Correspondence Address:
Dr. Sayanta Thakur
244 B, A.J.C Bose Road, Department of Pharmacology, Institute of Postgraduate Medical Education and Research, Kolkata - 700 020, West Bengal
India
Login to access the Email id

Source of Support: None, Conflict of Interest: None


DOI: 10.4103/ijdvl.IJDVL_499_18

Rights and Permissions



How to cite this article:
Thakur S, Lahiry S. Research ethics in the modern era. Indian J Dermatol Venereol Leprol 2019;85:351-4

How to cite this URL:
Thakur S, Lahiry S. Research ethics in the modern era. Indian J Dermatol Venereol Leprol [serial online] 2019 [cited 2019 Jun 26];85:351-4. Available from: http://www.ijdvl.com/text.asp?2019/85/4/351/258647





  Introduction: Evolution of Ethical Codes Top


Ethics encompasses concepts and principles of right conduct. Ethics or morality has been defined as not committing any deed that definitely and deliberately harms others, and a concern for human well-being is the only intelligible basis for ethics or morality.[1]

In the past seven decades, modern medical ethics has reshaped medical practice tremendously. Before World War II, medicine was a paternalistic profession. Patients having little rights were expected to be compliant to directions of physicians. Sometimes, they could even be enrolled in experiments without their knowledge. After World War II, the controversial legacy of human experimentation arising from several questionable incidents, e.g. Nazi experiments, Tuskegee Syphilis Study etc., prompted the emergence of patient autonomy and transparency.[2],[3],[4],[5]

There was now heightened emphasis on patients' right to know on what was being done to them and to state their opinion accordingly. Over the years, the ethical standards have undergone paradigm change. However, the modern concept of research ethics stems from a few landmark guiding principles that changed the course of history, (i) The Nuremberg Code,[3] (ii) The Declaration of Helsinki,[4] and (iii) The Belmont Report.[5]

The Nuremberg Code (1947), which was enshrined after the horrific Nazi experiments, signalled the beginning of modern medical ethics.[3] It insisted upon the need for informed consent of the subject, prior animal experimentation, qualified scientists, risk justification by anticipated benefits, avoidance of physical and mental suffering, death or disabling injury.[2],[3] Prior to the Nuremberg Code, there was no globally accepted code of conduct governing the ethical aspects of human research.

The Declaration of Helsinki developed the ten principles first stated in the Nuremberg Code, which specifically addressed clinical research, reflecting changes in medical practice from the mere “Human Experimentation.”[4] A notable change from the Nuremberg Code was a relaxation of the conditions of consent, which was “absolutely essential” under Nuremberg.

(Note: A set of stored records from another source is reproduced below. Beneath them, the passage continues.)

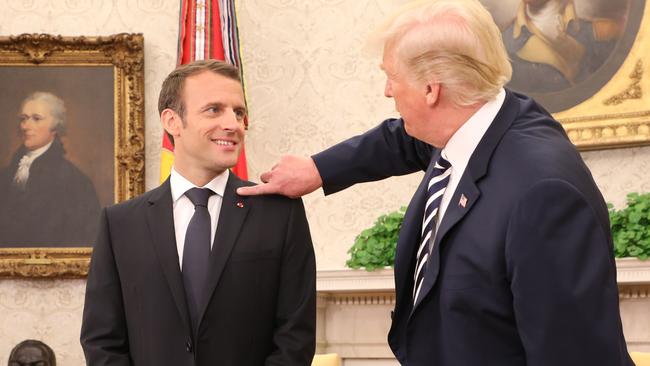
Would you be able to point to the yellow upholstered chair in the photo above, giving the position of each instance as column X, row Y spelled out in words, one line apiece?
column 329, row 359
column 640, row 358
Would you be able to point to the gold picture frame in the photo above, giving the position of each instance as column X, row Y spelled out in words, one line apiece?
column 610, row 106
column 119, row 59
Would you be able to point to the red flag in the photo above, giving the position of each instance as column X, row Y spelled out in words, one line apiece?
column 207, row 30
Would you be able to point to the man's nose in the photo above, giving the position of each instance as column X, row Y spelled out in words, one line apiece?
column 388, row 91
column 230, row 121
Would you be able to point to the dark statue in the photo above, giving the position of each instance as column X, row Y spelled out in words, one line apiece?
column 32, row 353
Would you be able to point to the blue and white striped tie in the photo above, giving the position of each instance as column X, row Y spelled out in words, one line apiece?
column 437, row 186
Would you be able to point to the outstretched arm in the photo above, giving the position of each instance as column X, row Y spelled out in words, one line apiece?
column 384, row 151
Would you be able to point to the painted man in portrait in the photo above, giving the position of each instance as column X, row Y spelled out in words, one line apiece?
column 46, row 200
column 552, row 48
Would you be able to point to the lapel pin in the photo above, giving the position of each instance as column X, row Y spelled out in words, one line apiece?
column 463, row 201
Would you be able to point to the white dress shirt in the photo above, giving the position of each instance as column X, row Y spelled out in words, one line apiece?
column 184, row 208
column 461, row 146
column 22, row 173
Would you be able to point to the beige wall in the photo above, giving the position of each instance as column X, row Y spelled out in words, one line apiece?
column 308, row 87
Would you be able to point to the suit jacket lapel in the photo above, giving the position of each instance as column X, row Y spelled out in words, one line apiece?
column 409, row 240
column 234, row 209
column 467, row 188
column 160, row 219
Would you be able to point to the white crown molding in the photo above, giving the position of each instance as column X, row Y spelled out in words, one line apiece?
column 631, row 271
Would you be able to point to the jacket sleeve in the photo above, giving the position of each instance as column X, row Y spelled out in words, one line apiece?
column 104, row 337
column 382, row 152
column 563, row 279
column 294, row 336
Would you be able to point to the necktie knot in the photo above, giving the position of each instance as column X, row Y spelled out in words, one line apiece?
column 442, row 164
column 199, row 196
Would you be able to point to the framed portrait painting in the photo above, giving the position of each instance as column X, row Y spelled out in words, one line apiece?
column 584, row 61
column 71, row 141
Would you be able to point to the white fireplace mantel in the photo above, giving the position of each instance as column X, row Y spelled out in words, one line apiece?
column 630, row 271
column 354, row 311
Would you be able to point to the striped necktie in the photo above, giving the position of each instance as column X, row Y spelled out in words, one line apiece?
column 436, row 189
column 196, row 252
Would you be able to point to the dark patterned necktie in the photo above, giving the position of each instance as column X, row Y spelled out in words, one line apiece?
column 196, row 252
column 436, row 189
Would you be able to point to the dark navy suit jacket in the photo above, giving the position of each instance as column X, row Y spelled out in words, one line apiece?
column 523, row 273
column 261, row 290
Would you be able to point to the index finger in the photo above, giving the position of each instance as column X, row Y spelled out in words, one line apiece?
column 262, row 188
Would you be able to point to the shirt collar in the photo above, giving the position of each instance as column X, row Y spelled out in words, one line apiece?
column 32, row 155
column 522, row 20
column 462, row 144
column 180, row 185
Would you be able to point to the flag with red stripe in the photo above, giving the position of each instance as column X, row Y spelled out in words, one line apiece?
column 207, row 30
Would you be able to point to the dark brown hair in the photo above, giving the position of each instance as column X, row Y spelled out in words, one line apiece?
column 171, row 92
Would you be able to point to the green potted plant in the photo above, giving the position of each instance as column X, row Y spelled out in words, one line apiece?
column 374, row 248
column 631, row 227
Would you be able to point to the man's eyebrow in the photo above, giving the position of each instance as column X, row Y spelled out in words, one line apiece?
column 212, row 104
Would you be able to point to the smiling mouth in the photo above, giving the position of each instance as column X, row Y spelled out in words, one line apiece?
column 224, row 142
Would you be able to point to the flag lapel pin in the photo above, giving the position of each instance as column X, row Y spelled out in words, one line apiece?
column 463, row 201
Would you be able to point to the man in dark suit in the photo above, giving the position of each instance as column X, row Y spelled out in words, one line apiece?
column 46, row 199
column 226, row 281
column 505, row 255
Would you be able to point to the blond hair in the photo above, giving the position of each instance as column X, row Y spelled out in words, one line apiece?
column 452, row 42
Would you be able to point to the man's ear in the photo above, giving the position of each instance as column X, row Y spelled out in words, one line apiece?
column 432, row 93
column 171, row 121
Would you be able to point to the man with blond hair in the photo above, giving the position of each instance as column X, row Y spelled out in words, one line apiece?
column 505, row 255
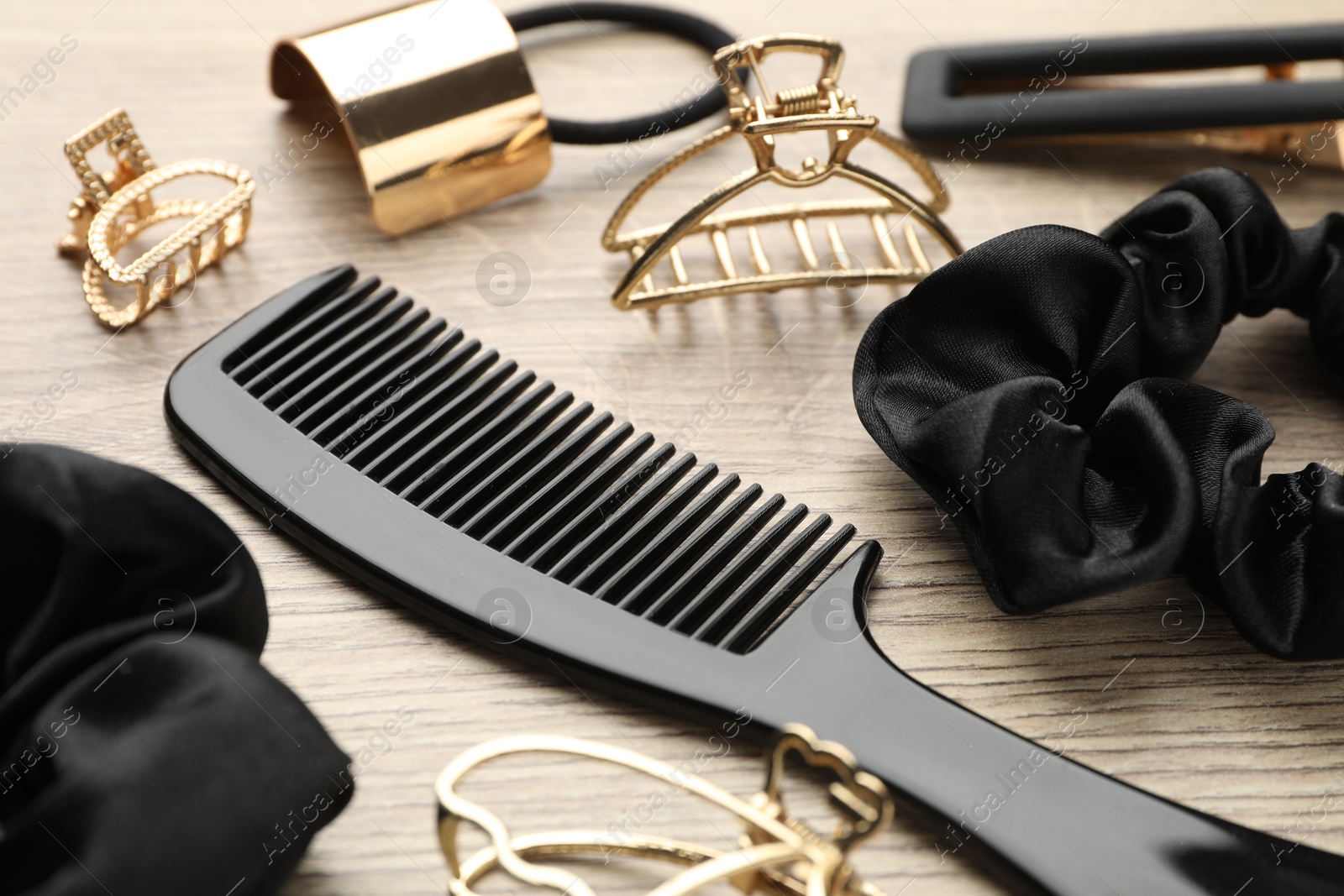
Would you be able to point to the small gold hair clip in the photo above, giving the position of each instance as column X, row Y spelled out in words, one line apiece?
column 118, row 206
column 761, row 118
column 776, row 852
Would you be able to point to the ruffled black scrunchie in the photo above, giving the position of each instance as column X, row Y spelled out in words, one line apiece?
column 1035, row 389
column 144, row 752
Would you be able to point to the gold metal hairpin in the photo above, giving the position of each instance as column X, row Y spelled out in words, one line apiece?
column 776, row 852
column 118, row 206
column 822, row 107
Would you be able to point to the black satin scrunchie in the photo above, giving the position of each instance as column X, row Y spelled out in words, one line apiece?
column 143, row 747
column 1035, row 389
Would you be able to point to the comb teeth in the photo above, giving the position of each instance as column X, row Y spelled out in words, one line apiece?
column 487, row 449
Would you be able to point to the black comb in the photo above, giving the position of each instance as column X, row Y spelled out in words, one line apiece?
column 445, row 477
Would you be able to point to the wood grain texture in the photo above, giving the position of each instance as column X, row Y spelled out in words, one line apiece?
column 1209, row 721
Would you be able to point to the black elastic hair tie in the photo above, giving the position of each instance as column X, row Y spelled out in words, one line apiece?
column 1037, row 389
column 682, row 24
column 143, row 747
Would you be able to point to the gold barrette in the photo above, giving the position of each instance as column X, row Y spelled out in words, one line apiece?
column 761, row 118
column 776, row 852
column 116, row 207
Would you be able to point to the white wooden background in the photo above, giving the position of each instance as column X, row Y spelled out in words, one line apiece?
column 1209, row 721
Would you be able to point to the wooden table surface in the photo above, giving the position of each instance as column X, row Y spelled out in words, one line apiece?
column 1205, row 720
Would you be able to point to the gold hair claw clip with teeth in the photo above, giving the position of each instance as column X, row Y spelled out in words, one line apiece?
column 817, row 107
column 114, row 207
column 776, row 853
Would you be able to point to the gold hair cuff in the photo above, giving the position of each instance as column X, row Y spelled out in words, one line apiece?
column 822, row 107
column 776, row 853
column 118, row 206
column 436, row 101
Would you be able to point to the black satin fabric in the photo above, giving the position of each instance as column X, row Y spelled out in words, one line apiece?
column 145, row 750
column 1035, row 387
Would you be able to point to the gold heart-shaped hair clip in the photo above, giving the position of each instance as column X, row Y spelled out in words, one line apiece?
column 761, row 118
column 776, row 852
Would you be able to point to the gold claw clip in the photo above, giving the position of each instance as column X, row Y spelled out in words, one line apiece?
column 761, row 120
column 436, row 102
column 114, row 207
column 776, row 853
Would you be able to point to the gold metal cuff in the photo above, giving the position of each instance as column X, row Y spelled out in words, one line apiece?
column 436, row 101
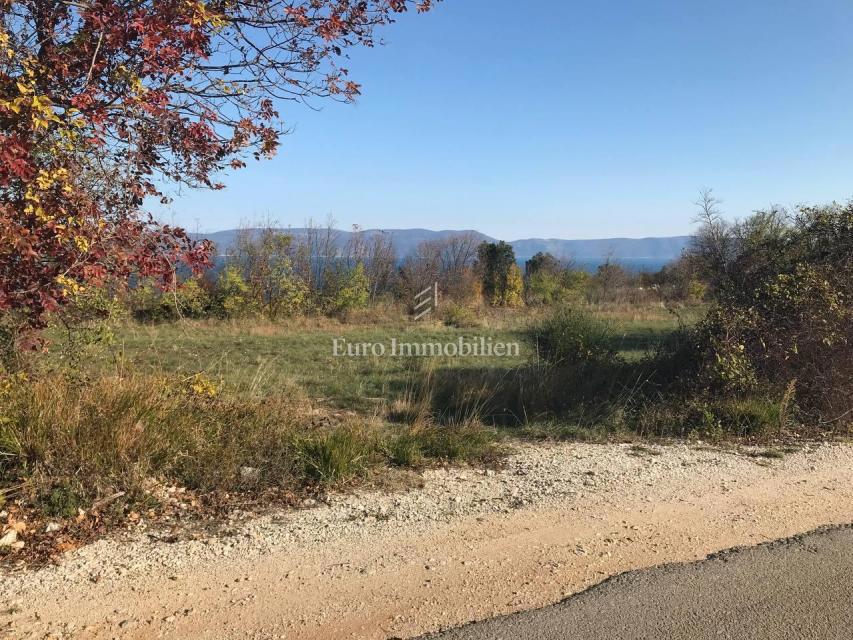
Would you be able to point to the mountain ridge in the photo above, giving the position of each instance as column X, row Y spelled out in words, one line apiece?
column 654, row 248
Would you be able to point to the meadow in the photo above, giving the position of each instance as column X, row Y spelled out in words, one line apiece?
column 261, row 358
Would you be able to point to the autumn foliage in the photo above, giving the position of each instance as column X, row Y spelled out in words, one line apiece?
column 105, row 104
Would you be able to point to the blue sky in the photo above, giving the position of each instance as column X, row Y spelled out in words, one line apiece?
column 560, row 118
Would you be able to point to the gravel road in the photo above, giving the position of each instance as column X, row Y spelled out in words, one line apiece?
column 469, row 545
column 796, row 589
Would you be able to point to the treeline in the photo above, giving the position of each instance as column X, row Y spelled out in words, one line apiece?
column 274, row 274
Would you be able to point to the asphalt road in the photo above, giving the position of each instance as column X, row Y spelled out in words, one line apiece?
column 785, row 590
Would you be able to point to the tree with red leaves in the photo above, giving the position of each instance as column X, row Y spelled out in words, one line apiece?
column 104, row 102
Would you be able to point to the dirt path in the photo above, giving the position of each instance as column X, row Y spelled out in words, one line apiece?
column 468, row 546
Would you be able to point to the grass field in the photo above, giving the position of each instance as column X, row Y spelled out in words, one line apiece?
column 266, row 359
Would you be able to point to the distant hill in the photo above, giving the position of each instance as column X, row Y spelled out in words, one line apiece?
column 633, row 252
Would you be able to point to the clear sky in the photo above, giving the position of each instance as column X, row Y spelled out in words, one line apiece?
column 569, row 119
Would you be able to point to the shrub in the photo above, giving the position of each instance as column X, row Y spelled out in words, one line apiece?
column 346, row 289
column 233, row 298
column 783, row 314
column 574, row 337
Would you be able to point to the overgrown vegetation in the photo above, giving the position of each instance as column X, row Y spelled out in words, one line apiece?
column 747, row 336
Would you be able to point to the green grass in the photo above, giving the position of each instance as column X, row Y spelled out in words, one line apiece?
column 269, row 360
column 264, row 359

With its latest amendment in the 64th world medical association general assembly (Brazil, 2013), the declaration mandates that safeguarding the health, well-being and right of the patient are solely the responsibilities of the physician involved in medical research.

The Tuskegee Syphilis Study (1932–1972), cited as “arguably the most infamous biomedical research study in the history of the United States,” led the United States government to setup “International Ethical Guideline for Biomedical Research Involving Human Subjects” which promulgated the 1979 Belmont Report.[5] The 40-year study was controversial for reasons related to ethical standards because researchers knowingly failed to treat patients with penicillin, which was found as an effective cure to the disease. The Belmont Report is one of the leading works concerning ethics and health care research, as it delineates three basic ethical principles: autonomy, beneficence and justice.


  Importance of Good Clinical Practice Top


A series of unsuccessful events in clinical trials (e.g. Elixir Sulphanilamide disaster[6] in 1937 or the Thalidomide disaster[7] in the 1960s) prompted the creation of The International Council for Harmonisation. Countries like Japan, the United States and European counterparts, issued a set of guidelines for Good Clinical Practice for adopting best practices or standards to ensure required protection for human subjects.

The International Council for Harmonisation-Good Clinical Practice guidelines has 13 core principles focused upon ethical conduct of clinical research globally.[8] The principles when summarized emphasizes that clinical trials should be conducted in accordance with ethical principles, sound scientific evidence and clear detailed protocols. The benefits of conducting trials should outweigh the risk. The rights, safety, the well-being of trial participants should be a priority and must be preserved by obtaining informed consent. Subject confidentiality and inducting qualified personnel with adequate experience should be mandatory provisions. Moreover, all records should be easily accessible and retrievable for accurate reporting verification and interpretation. Investigational products should be manufactured according to Good Manufacturing Practice.[9]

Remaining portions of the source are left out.